雖然他沒有在明面上指責過舜音什麼,卻處處讓舜音愧疚難受,這一天舜音往往都是以淚洗面,連口飯都吃不下去,還要忍受府里下人異樣的目光。
鄭恆庸表現的越思念長孫若兒,舜音對鄭恆庸的愧疚之情就越會增加,覺得這一切都是自己的錯,甚至覺得就算鄭恆庸從小到大都對她態度冷淡也是應該的,從而事事都聽從鄭恆庸的。
曲氏和瑤芸扭著身子走遠。
回到屋裡,舜音看著桌上擺的長壽麵只覺得礙眼,聲音厭惡道:「都端下去。」
萌蘭以為她是像以前一樣吃不下飯,忍不住勸說:「小姐,您多少吃點,夫人在天有靈一定不希望看到你自己折磨自己。」
舜音輕輕點頭,「我明白。」
歷經一世,她已經想明白了,母親給她這條命,不是讓她作踐自己的,她好好活著才是母親想要看到的,如果母親在天有靈,只會想要看到她大口吃飯。
她在桌邊坐下,「一碗清粥,一碟素菜即可。
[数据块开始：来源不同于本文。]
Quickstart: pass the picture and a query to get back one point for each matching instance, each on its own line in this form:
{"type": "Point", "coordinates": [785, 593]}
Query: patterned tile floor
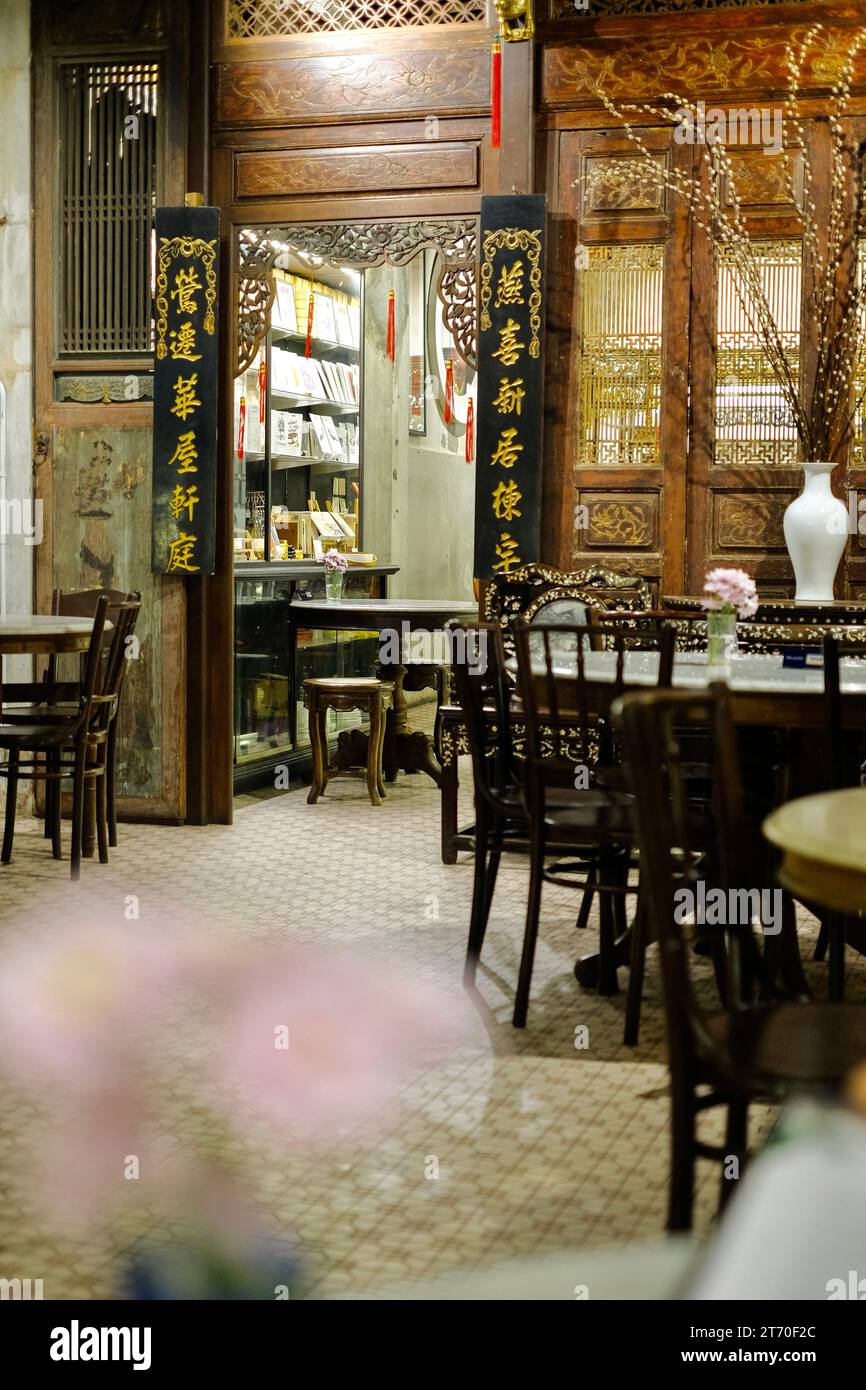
{"type": "Point", "coordinates": [540, 1147]}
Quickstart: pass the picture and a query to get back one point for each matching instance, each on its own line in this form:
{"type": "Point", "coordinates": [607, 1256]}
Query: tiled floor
{"type": "Point", "coordinates": [540, 1146]}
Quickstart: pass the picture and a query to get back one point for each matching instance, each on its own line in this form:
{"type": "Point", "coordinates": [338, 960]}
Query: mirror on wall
{"type": "Point", "coordinates": [350, 423]}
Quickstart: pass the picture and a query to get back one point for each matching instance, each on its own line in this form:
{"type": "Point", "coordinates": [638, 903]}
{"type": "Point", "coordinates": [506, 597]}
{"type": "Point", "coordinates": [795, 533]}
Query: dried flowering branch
{"type": "Point", "coordinates": [822, 410]}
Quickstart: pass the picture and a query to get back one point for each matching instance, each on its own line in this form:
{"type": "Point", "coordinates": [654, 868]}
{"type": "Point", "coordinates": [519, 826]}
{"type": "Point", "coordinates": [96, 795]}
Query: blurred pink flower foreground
{"type": "Point", "coordinates": [93, 1016]}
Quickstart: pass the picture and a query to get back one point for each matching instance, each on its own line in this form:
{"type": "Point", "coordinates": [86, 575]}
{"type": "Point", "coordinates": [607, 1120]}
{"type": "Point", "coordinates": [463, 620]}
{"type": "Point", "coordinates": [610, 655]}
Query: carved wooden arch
{"type": "Point", "coordinates": [362, 245]}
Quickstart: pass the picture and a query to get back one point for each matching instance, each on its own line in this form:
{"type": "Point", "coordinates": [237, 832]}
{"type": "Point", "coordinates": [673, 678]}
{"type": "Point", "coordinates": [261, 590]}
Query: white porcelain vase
{"type": "Point", "coordinates": [816, 531]}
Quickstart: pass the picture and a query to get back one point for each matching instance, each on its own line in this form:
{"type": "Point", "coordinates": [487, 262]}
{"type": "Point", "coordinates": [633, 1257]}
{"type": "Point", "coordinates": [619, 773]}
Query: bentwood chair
{"type": "Point", "coordinates": [53, 699]}
{"type": "Point", "coordinates": [567, 748]}
{"type": "Point", "coordinates": [748, 1050]}
{"type": "Point", "coordinates": [68, 744]}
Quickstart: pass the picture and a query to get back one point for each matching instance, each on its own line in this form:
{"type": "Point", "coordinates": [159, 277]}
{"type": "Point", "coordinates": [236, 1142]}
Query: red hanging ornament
{"type": "Point", "coordinates": [391, 350]}
{"type": "Point", "coordinates": [242, 428]}
{"type": "Point", "coordinates": [307, 350]}
{"type": "Point", "coordinates": [496, 96]}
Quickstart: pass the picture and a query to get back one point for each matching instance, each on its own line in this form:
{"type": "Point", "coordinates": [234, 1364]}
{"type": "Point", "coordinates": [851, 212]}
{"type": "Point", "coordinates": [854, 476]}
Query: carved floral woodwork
{"type": "Point", "coordinates": [622, 524]}
{"type": "Point", "coordinates": [681, 59]}
{"type": "Point", "coordinates": [362, 245]}
{"type": "Point", "coordinates": [516, 20]}
{"type": "Point", "coordinates": [298, 91]}
{"type": "Point", "coordinates": [296, 173]}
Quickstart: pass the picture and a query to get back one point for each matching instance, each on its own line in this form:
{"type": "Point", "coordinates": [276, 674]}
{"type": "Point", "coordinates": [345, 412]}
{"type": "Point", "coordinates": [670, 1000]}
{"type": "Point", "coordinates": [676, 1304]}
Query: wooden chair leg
{"type": "Point", "coordinates": [836, 965]}
{"type": "Point", "coordinates": [736, 1146]}
{"type": "Point", "coordinates": [111, 783]}
{"type": "Point", "coordinates": [317, 787]}
{"type": "Point", "coordinates": [11, 798]}
{"type": "Point", "coordinates": [102, 819]}
{"type": "Point", "coordinates": [56, 808]}
{"type": "Point", "coordinates": [49, 794]}
{"type": "Point", "coordinates": [78, 811]}
{"type": "Point", "coordinates": [373, 752]}
{"type": "Point", "coordinates": [585, 908]}
{"type": "Point", "coordinates": [524, 979]}
{"type": "Point", "coordinates": [481, 901]}
{"type": "Point", "coordinates": [380, 769]}
{"type": "Point", "coordinates": [449, 788]}
{"type": "Point", "coordinates": [635, 976]}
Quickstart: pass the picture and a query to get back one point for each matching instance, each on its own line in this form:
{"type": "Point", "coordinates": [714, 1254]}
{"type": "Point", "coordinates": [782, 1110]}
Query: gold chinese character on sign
{"type": "Point", "coordinates": [506, 496]}
{"type": "Point", "coordinates": [506, 449]}
{"type": "Point", "coordinates": [185, 285]}
{"type": "Point", "coordinates": [184, 342]}
{"type": "Point", "coordinates": [185, 499]}
{"type": "Point", "coordinates": [510, 396]}
{"type": "Point", "coordinates": [506, 553]}
{"type": "Point", "coordinates": [185, 399]}
{"type": "Point", "coordinates": [181, 555]}
{"type": "Point", "coordinates": [509, 291]}
{"type": "Point", "coordinates": [509, 345]}
{"type": "Point", "coordinates": [185, 453]}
」
冰蘭和萌蘭頓時喜出望外,連忙去端吃食來。
用過飯後,舜音起身去了書房。
年年今日鄭恆庸都是一副思念亡妻的模樣,躲在書房裡不肯出來,今年她倒是要去看看他究竟在書房裡如何『悲傷過度』。
舜音沒有讓人通報,帶著冰蘭和萌蘭徑直進了鄭恆庸的院子。
她在長廊下駐足,遠遠看向對面的書房。
書房的窗戶沒有關,舜音能看到曲氏、瑤芸和延庭都在裡面。
他們一家人正坐在桌前用飯,說說笑笑,滿屋子歡聲笑語。
鄭恆庸坐在上首的位置,雖然沒有笑,但臉上不見絲毫愁容,甚至還有心情給曲氏夾菜。
舜音心中酸疼,卻逼迫自己眼睛眨也不眨地看著這一幕。
原來年年她痛苦難挨的這一天,他們一家人過得如此開心。
原來鄭恆庸早就已經將長孫若兒忘得一乾二淨,根本不曾真心實意地懷念她。
舜音手指漸漸攥緊。
鄭恆庸是她的父親,她曾經打從心底敬愛過鄭恆庸。
可她現在已經看透了,鄭恆庸裝的道貌岸然,其實根本就是一個吃軟飯的!
他不但想自己吃軟飯,還要帶著他的外室和子女一起吃軟飯!
鳩佔鵲巢,不過如此。
她母親的忌日,他們憑什麼在長孫府里這般開心?
舜音冷了面容,抬腳走過去,砰的一聲推開門扉。
屋子裡的人看到她,都愣了一下。
往常這一天舜音只會知情識趣的躲起來,絕對不會出現在這裡。
滿屋子的歡聲笑語頓時化作了默默無聲的尷尬。
曲氏第一個反應過來,勉強擠出一個笑容,用『你這孩子真不懂事』的語氣說:「舜娘,你怎麼過來了?我不是告訴過你不要來打擾你父親么。」
鄭恆庸冷哼一聲,重重放下筷子。
他雖然什麼都沒說,但已經把責怪都寫在臉上。
如果是以前,舜音已經善解人意地退下了。
瑤芸附和道:「妹妹,你明知道父親今天心情不好,不想看到你,你如果沒有什麼大事,就不要出現在父親面前了。」
舜音垂目看了一眼滿桌的雞鴨魚肉,淡淡道:「我倒是沒看出來父親哪裡心情不好。」
鄭恆庸臉色難看了幾分。
曲氏趕忙道:「你父親本來不想吃飯的,是我覺得他現在年紀大,不吃飯會傷了身體,才自作主張給你父親準備了這一桌子菜。」
延庭在旁邊插嘴,「我們好不容易才把父親哄開心的,你還是快些離開吧。」
舜音笑了一下,這一家子配合的嚴絲無縫,還真是狼狽為奸慣了。
「既然父親如此思念娘親,那我就更要留下來了。」舜音有恃無恐地在矮炕上坐下,冷眼看著面前的一家人,抬眸望向鄭恆庸,「父親,娘親忌日這天闔府上下只有你我二人最是傷心,我們該待在一處。」
鄭恆庸睨了她一眼,用鼻孔出氣,「我看到你就會想起若兒,我不想看見你。」
舜音眼睫顫了顫,心像被針扎了一下,疼痛而酸楚。
可她就是來直面這些痛苦的,鄭恆庸畢竟是她的父親,若是不多疼一疼,她又如何狠得下心來。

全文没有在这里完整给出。